THE offending newspaper has carried the letter of retraction.
The dreaded personnel from the Sri Lanka Ministry of Security have been removed from the West Indies team's floor at the Taj Sumudra Hotel. Embarrassed apologies have come from "people at all levels of society".
Yet manager Ricky Skerritt remains bewildered, frustrated, angry and worried over the effects of the published, widely circulated but unsubstantiated story that local police had reported finding three prostitutes in his room and that of team scorer and analyst Garfield Smith during the ICC Champions Trophy and linking it to match-fixing.
"I'm not so much concerned with the impact in Sri Lanka," he said. "Everyone here knows what the local press is like, how vindictive it can be and how lax the libel laws are."
He explained that once the Daily Mirror published the letter of retraction from his lawyer, it could be not liable to further legal action.
"No paper in the West Indies would dare publish such malicious untruths for fear of prosecution under our libel laws," he said. "I think they might have been surprised here how swiftly and strongly I acted because I get the impression that people here usually let such things slide."
Although he was confident that those who know him "personally or by reputation" would know that such a report is "pure fantasy", he remained apprehensive about the possible repercussions in the Caribbean.
"There is the danger that some people will try to castigate me because of this," he said.
Appointed manager in February, 2000, Skerritt brought an impressive c.v. to the position.

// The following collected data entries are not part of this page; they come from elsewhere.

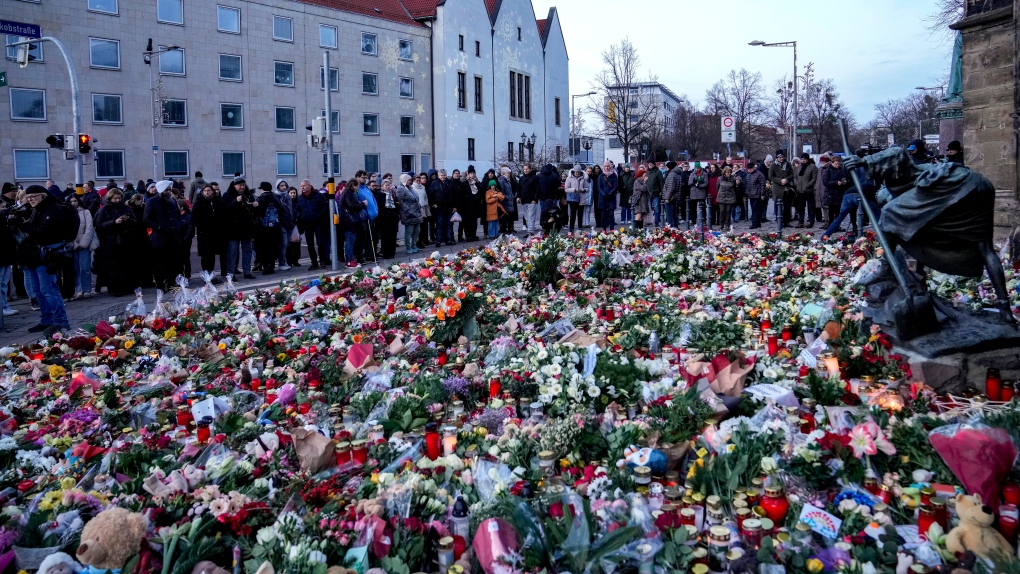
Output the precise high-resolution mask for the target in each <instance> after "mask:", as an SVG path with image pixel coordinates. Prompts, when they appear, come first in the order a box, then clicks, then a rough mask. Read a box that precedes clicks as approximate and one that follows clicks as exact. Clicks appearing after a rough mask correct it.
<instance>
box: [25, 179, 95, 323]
mask: <svg viewBox="0 0 1020 574" xmlns="http://www.w3.org/2000/svg"><path fill="white" fill-rule="evenodd" d="M24 194H25V201H27V203H28V205H29V207H30V208H31V209H28V210H24V211H22V210H18V211H16V212H14V213H11V215H10V220H9V221H10V224H11V226H12V227H15V228H16V229H17V231H19V233H18V232H15V238H16V239H17V240H18V247H17V261H18V264H19V265H21V266H22V267H23V268H24V274H25V280H28V281H33V282H34V283H35V285H36V290H37V293H38V294H39V308H40V321H39V324H38V325H36V326H34V327H30V328H29V332H40V331H44V330H46V329H48V328H54V329H59V328H63V329H67V328H69V327H70V324H69V321H68V320H67V312H66V311H65V310H64V305H63V298H62V297H60V288H59V286H57V281H56V271H57V270H58V269H59V266H60V258H61V257H68V254H69V252H70V251H69V249H70V248H69V247H68V242H69V241H73V239H74V237H75V236H77V234H78V224H79V222H78V213H77V212H75V211H74V210H73V209H71V208H69V207H68V206H65V205H61V204H60V203H58V202H57V201H56V200H55V199H54V198H53V197H52V196H50V195H49V194H47V193H46V188H43V187H42V186H30V187H29V189H28V190H25V191H24ZM51 271H52V272H51Z"/></svg>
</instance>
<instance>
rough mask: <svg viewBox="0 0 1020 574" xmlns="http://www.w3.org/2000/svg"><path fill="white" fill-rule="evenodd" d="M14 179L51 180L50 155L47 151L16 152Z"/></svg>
mask: <svg viewBox="0 0 1020 574" xmlns="http://www.w3.org/2000/svg"><path fill="white" fill-rule="evenodd" d="M14 178H15V179H49V178H50V156H49V153H48V152H47V151H46V150H14Z"/></svg>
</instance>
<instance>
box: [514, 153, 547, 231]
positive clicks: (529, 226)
mask: <svg viewBox="0 0 1020 574" xmlns="http://www.w3.org/2000/svg"><path fill="white" fill-rule="evenodd" d="M522 171H523V174H522V175H521V176H520V179H519V184H520V195H518V196H517V207H518V208H519V211H520V216H521V217H522V218H523V219H524V232H525V233H533V232H537V231H539V229H541V228H542V226H541V225H540V224H539V219H540V217H541V215H540V214H541V213H542V204H541V203H540V199H539V174H538V173H535V171H534V169H533V168H532V167H531V166H530V165H529V164H526V163H525V164H524V167H523V168H522Z"/></svg>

He was a Rhodes scholar and has been president of the St.Kitts Chamber of Commerce, vice-president of the Caribbean Chamber of Industry and Commerce and chief executive of DeLisle and Walwyn, St.Kitts largest company.

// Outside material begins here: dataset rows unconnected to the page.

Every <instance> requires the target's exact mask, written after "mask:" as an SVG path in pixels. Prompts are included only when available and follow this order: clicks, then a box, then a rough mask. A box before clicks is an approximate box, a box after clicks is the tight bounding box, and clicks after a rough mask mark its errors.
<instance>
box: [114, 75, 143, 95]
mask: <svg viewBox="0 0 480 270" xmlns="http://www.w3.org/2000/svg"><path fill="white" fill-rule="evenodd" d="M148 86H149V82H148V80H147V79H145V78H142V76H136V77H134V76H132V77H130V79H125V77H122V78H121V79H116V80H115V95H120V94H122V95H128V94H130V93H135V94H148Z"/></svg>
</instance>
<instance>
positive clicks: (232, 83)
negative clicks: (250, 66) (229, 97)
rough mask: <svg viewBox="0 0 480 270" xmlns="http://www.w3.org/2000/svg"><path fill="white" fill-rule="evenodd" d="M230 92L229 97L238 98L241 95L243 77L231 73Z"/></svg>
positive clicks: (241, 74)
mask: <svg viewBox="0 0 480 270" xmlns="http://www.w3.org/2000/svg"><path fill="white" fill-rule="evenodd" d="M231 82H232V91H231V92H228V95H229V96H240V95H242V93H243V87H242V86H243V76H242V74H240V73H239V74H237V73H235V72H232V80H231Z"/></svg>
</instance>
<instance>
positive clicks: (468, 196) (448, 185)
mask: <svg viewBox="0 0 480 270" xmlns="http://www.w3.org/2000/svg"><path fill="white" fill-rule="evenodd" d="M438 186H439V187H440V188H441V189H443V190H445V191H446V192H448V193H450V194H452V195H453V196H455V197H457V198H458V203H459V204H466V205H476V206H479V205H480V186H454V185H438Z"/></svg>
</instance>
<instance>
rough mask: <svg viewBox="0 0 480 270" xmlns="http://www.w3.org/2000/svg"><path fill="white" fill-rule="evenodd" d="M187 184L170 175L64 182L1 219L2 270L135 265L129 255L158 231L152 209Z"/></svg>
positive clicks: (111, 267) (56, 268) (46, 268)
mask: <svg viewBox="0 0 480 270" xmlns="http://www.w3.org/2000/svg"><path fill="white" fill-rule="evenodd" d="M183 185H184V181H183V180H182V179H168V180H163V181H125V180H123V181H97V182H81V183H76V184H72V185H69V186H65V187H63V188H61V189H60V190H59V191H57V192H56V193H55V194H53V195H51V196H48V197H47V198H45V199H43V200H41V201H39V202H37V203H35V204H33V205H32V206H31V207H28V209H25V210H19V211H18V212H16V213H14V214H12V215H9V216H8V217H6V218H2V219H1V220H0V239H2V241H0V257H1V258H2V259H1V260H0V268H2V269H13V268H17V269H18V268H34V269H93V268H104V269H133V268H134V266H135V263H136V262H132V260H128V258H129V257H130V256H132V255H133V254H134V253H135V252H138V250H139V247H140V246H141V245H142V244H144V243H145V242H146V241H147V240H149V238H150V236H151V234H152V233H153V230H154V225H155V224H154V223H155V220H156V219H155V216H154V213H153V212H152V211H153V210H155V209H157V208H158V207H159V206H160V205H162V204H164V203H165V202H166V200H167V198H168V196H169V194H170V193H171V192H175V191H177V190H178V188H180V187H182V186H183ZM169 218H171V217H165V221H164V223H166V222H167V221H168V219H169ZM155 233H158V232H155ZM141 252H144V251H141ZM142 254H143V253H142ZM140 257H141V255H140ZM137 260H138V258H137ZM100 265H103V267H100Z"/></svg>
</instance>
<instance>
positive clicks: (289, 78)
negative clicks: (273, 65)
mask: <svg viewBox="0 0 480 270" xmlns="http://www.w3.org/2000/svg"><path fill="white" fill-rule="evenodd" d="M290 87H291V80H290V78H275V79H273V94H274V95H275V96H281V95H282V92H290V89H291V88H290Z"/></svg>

Yet he has had a turbulent managerial tenure in a team that has continued to produce inconsistent performances.
He was fired a year ago by then West Indies Cricket Board (WICB) president Pat Rousseau and vice-president Clarvis Joseph before he was reinstated by the full board, a reversal that led to the resignation of Rousseau and Joseph.

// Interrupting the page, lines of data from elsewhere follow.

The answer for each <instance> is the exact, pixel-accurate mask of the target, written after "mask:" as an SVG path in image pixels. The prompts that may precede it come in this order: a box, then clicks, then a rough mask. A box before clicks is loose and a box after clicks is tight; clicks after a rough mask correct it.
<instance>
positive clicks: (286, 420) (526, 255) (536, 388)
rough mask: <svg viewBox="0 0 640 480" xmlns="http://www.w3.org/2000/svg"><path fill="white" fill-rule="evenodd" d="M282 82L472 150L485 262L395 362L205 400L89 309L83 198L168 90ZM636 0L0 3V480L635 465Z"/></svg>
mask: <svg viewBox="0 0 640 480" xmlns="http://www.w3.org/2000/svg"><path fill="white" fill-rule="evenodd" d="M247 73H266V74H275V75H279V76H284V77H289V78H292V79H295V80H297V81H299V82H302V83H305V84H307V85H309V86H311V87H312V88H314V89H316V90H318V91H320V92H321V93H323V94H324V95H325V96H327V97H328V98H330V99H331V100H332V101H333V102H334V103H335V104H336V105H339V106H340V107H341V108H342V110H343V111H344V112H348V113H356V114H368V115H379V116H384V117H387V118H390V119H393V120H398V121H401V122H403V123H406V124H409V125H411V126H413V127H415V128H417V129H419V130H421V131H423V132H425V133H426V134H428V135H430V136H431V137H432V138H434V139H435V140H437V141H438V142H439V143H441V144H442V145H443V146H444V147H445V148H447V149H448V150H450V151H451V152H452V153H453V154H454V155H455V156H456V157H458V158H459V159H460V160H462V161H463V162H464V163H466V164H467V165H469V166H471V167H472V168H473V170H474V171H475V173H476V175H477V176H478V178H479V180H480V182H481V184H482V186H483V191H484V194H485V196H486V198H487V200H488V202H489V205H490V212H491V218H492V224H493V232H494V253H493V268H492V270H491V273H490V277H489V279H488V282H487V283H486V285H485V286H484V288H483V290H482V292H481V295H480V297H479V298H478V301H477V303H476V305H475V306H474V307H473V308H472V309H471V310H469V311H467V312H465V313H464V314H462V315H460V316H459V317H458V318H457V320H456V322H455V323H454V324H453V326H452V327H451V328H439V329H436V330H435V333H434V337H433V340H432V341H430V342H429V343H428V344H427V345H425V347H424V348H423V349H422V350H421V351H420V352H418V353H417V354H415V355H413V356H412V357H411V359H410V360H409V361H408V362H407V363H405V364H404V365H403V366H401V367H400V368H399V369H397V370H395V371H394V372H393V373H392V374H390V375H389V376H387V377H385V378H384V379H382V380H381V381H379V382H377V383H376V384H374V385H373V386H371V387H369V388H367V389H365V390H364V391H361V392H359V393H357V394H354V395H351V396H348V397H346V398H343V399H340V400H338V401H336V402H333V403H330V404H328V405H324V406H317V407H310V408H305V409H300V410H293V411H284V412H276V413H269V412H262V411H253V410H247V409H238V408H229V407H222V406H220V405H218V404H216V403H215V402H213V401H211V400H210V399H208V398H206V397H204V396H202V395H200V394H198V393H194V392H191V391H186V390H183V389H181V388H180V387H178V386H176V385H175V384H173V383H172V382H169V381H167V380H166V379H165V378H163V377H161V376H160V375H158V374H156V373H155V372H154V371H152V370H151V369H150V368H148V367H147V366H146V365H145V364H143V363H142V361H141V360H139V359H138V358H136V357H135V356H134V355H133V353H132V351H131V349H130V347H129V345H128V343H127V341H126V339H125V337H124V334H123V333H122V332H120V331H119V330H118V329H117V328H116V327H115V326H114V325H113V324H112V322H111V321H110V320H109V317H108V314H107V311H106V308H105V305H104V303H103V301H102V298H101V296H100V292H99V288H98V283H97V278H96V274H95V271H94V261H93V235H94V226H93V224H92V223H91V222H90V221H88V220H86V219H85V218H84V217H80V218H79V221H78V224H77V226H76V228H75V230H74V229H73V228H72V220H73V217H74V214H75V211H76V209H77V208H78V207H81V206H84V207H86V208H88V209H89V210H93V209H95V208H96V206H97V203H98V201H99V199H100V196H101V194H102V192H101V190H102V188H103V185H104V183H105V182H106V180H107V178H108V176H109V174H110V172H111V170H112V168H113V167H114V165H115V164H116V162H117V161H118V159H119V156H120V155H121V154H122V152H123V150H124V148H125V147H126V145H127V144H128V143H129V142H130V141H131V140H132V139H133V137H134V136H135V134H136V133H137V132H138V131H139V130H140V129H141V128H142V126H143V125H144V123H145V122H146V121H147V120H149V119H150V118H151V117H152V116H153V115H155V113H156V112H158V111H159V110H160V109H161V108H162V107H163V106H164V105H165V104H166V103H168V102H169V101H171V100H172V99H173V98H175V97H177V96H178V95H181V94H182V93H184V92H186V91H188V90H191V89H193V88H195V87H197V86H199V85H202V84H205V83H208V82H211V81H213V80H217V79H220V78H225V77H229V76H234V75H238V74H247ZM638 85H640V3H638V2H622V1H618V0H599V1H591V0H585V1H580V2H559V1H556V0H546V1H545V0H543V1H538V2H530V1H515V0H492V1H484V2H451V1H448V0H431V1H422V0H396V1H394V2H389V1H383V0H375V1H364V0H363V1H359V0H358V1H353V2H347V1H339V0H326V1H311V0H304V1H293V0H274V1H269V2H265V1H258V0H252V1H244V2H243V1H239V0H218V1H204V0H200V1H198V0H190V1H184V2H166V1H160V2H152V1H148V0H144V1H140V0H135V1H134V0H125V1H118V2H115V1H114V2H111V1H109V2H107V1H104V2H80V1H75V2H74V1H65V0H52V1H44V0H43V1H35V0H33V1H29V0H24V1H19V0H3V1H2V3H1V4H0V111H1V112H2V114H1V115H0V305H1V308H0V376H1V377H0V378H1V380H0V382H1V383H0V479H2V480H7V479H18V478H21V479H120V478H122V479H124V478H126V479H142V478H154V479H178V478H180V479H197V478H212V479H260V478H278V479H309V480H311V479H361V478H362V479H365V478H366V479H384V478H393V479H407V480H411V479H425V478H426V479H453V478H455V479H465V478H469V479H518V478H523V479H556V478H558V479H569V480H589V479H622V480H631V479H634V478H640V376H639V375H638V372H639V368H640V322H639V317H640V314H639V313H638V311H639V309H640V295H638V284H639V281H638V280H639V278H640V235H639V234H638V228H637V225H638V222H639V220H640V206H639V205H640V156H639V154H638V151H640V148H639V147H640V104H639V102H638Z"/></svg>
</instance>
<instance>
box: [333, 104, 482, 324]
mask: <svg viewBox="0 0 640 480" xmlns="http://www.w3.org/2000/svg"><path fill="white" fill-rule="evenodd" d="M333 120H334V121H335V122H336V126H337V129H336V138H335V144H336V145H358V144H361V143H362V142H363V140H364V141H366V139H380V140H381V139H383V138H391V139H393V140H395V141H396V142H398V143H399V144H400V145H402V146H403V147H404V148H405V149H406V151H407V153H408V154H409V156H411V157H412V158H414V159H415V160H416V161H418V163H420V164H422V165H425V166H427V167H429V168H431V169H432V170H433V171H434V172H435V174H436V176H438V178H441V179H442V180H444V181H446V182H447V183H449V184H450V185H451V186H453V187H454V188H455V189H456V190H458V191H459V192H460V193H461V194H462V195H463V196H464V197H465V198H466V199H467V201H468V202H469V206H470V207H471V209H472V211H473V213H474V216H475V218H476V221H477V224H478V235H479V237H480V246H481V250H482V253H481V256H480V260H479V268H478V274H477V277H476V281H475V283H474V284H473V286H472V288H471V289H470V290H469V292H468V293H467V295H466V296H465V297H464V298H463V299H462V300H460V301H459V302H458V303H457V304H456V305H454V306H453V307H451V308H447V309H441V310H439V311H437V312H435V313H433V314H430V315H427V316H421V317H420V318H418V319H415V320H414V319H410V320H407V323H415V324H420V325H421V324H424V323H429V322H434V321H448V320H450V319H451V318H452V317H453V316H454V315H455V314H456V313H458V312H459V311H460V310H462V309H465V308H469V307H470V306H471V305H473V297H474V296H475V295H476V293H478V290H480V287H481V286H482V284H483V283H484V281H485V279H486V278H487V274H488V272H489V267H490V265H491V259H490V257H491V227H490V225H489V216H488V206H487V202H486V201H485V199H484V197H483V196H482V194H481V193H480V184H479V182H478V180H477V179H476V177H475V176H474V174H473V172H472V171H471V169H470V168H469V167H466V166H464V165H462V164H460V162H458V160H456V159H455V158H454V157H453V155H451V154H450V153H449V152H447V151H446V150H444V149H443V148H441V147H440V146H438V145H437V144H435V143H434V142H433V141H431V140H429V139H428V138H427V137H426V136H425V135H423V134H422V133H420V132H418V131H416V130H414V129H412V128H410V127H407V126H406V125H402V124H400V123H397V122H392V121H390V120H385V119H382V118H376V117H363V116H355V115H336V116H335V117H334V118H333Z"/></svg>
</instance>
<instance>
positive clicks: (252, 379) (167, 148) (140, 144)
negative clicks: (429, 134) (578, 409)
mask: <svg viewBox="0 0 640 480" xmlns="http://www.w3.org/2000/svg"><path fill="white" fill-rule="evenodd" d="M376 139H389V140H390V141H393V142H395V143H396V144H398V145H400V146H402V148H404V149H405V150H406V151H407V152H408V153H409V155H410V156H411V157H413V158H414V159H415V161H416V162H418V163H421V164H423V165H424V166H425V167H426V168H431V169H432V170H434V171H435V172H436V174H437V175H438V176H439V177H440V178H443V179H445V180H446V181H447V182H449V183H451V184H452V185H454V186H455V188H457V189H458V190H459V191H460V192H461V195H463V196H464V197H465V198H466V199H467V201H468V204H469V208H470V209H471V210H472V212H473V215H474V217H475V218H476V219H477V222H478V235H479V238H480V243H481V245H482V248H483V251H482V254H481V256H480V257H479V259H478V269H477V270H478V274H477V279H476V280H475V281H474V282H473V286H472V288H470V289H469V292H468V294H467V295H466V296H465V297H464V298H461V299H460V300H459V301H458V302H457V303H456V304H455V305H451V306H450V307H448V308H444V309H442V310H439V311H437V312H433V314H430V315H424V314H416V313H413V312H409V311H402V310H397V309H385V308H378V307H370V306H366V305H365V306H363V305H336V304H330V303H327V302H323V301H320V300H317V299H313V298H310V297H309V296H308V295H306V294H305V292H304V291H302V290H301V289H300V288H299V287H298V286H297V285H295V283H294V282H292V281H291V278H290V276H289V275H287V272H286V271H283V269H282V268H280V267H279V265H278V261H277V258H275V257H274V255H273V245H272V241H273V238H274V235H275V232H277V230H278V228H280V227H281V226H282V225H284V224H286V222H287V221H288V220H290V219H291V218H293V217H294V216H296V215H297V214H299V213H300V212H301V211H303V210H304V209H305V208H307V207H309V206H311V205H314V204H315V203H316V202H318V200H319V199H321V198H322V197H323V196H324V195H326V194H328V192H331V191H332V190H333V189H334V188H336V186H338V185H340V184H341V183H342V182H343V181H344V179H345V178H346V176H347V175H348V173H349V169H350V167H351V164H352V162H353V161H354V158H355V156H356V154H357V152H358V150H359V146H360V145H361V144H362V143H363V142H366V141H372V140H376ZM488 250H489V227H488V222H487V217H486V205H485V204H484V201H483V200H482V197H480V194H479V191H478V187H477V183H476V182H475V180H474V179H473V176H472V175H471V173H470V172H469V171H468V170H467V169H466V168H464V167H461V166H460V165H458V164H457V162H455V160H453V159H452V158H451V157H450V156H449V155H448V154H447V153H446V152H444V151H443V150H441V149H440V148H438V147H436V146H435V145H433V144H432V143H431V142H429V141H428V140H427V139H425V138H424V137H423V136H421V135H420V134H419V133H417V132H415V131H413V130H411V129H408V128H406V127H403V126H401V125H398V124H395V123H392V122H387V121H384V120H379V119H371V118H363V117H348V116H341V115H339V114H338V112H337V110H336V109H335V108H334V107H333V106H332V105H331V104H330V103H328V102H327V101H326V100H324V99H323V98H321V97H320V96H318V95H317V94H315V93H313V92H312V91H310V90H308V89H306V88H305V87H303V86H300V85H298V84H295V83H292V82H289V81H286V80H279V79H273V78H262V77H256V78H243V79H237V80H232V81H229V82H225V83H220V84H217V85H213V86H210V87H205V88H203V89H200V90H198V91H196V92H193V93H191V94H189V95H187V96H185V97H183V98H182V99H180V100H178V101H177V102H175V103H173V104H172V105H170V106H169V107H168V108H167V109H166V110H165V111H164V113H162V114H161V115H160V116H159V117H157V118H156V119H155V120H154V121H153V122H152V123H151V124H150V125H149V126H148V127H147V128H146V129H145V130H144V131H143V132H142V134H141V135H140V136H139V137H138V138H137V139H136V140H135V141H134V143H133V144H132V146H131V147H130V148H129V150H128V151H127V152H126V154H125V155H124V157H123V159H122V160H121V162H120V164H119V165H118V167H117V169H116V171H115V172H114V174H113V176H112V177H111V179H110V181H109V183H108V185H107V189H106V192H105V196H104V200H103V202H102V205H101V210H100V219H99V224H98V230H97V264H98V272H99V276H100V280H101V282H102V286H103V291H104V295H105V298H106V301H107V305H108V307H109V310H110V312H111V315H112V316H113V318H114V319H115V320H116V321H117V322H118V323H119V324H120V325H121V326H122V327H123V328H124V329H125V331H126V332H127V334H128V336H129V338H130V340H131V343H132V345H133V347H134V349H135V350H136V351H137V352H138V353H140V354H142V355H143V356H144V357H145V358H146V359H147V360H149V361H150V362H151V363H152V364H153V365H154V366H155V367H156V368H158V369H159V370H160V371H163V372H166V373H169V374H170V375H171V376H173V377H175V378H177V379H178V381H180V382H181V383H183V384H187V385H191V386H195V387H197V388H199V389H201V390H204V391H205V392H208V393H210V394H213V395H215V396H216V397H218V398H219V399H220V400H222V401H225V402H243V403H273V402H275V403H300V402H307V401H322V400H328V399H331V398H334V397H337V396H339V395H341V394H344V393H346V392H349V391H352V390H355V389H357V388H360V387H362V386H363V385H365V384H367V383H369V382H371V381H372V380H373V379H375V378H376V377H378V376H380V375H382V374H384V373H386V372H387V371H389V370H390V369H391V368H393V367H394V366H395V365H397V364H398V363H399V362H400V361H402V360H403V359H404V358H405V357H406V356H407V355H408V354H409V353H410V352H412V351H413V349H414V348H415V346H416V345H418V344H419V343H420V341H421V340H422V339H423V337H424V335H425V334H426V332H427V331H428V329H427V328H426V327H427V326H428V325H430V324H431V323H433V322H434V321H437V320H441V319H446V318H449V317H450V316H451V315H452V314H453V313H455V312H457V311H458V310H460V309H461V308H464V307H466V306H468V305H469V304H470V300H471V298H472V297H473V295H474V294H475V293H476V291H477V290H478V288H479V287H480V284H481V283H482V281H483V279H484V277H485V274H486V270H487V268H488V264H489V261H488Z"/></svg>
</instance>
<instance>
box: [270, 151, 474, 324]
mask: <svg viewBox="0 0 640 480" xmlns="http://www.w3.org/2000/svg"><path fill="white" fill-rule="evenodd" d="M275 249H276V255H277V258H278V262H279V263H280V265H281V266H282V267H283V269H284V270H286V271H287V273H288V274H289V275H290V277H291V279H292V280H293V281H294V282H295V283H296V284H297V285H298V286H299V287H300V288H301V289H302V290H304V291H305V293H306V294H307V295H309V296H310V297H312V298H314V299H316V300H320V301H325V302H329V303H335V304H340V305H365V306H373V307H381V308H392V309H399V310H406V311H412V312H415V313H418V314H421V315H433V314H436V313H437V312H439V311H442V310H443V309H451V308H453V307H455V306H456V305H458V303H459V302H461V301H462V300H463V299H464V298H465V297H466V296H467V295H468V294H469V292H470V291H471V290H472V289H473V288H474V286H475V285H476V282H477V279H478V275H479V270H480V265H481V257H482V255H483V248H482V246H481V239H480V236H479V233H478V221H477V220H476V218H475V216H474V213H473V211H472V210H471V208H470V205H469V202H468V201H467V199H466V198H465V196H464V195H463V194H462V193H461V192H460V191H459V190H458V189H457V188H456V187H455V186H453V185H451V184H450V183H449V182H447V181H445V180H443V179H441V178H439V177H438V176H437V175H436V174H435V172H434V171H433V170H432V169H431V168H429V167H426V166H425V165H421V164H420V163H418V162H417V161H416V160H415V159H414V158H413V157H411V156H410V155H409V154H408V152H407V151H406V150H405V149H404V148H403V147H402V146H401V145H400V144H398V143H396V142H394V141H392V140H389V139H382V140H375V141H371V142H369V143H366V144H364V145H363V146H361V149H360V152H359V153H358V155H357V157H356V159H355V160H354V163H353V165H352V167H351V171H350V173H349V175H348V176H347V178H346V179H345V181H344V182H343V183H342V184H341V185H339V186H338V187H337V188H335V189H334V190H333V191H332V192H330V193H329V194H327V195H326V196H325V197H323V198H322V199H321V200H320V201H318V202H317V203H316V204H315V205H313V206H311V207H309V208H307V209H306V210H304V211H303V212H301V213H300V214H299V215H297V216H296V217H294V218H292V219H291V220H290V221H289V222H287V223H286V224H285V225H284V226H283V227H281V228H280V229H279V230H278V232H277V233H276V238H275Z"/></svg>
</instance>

The latest episode is understandably troubling - especially as the charges have not been authenticated by anyone. Skerritt is adamant that they can't be since they are untrue.
"I'm in no doubt whatsoever that this was a malicious act aimed at embarrassing me and the West Indies team because I had repeatedly complained to Bob Smalley (of the International Cricket Council's anti-corruption unit) about the arrogant and high-handed methods of the local police assigned to the team's hotel," he said.
Skerritt said as much in the lawyer's letter to the Daily Mirror, the Colombo newspaper that it carried it in full within 72 hours of its receipt.
"I'd also had run-ins with one or two members of the local media who were pressing for more information about Brian Lara's illness that I was not prepared to give," he stated. "One told me on the phone that I didn't know who I was dealing with and got very aggressive."
Chris Tetley, one of the ICC's personnel in Colombo for the tournament, also found himself the victim of several strongly worded articles in the press for refusing to hand out more than the agreed share of complimentary tickets to the Sri Lankan media and players.
Skerritt believes that the ICC, through its anti-corruption unit and through the local police, have gone too far in "trying to get into players' lives".
"We all appreciate why they have to be vigilant but there has to be a limit," he said. "Our players were being unnecessarily messed with by the security and I complained."
"I wasn't the only team manager who felt that way and I know the management of the hotel was also concerned," he added.
The team's preparation for the forthcoming tour of India had not been derailed "in any way", the manager said.
The players, as they tend to do, have even seen the lighter side of things, teasing himself and Smith about the issue.